The Latin America Fund returned 9.54% in the quarter compared with 5.42% for the MSCI Emerging Markets Latin America Index and 8.72% for the Lipper Latin American Funds Average. For the 12 months ended June 30, 2016, the fund returned 0.51% versus −7.28% for the MSCI Emerging Markets Latin America Index and −4.29% for the Lipper Latin American Funds Average. The fund's average annual total returns were 0.51%, −9.47%, and 2.28% for the 1-, 5-, and 10-year periods, respectively, as of June 30, 2016. The fund's expense ratio was 1.37% as of its fiscal year ended October 31, 2015.
For up-to-date standardized total returns, including the most recent month-end performance, please click on the Performance tab, above.
Current performance may be lower or higher than the quoted past performance, which cannot guarantee future results.
Share price, principal value, and return will vary and you may have a gain or loss when you sell your shares.
The Latin America Fund charges a 2%
redemption fee on shares held 90 days or less.
The performance information shown does not reflect the deduction of the redemption fee;
if it did, the performance would be lower.
Our investment process relies on our bottom-up assessment of an individual company's prospects rather than on an attempt to exploit broad shifts between markets and sectors based on political or economic developments. With that in mind, we raised the portfolio's exposure to Brazil over the quarter while deepening our underweight to Mexico, which appears less attractive from a top-down perspective while valuations are on the high side. At the sector level, we increased our overweight to financials, where we are finding good investment potential among real estate and banking stocks. We favor high-quality names in the consumer discretionary and consumer staples sectors and remain underweight to materials and energy because of our caution over the sustainability of the commodity rally.

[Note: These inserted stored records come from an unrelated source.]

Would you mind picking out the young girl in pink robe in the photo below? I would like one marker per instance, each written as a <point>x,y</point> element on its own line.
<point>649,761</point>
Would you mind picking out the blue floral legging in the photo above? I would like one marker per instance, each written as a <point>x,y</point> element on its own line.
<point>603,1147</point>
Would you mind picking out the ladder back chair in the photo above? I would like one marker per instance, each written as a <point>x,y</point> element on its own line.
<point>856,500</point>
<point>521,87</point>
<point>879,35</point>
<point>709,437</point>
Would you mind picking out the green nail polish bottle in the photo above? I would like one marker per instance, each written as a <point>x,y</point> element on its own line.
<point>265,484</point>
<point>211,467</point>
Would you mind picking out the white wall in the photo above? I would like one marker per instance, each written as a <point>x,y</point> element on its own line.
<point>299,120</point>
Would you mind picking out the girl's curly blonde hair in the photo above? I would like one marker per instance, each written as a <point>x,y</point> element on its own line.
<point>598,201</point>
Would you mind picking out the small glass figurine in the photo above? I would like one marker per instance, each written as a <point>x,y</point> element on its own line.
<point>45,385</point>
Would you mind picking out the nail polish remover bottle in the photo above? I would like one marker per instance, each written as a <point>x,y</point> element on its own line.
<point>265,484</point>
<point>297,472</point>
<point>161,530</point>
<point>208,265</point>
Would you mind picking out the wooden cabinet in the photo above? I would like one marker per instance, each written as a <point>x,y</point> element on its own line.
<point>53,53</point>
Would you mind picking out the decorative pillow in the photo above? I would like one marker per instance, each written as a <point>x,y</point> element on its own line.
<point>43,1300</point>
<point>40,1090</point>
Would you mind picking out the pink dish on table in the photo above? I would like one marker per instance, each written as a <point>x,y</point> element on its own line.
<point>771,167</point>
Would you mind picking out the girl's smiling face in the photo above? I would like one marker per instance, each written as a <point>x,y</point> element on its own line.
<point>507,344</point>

We believe that the medium-term outlook for Latin America remains attractive as investors have significantly discounted any improvement, and the long-term promise of the region for investors remains intact. Growing middle classes and political reform are creating opportunities for competent management teams that are nimble enough to seize them. We continue to devote substantial effort to meeting with and assessing company managers through regular travel to the region, with trips this quarter including Peru, Mexico, and Argentina. We are confident that such meetings and careful fundamental analysis will allow us to identify companies with high returns and sustainable above-market earnings growth rates.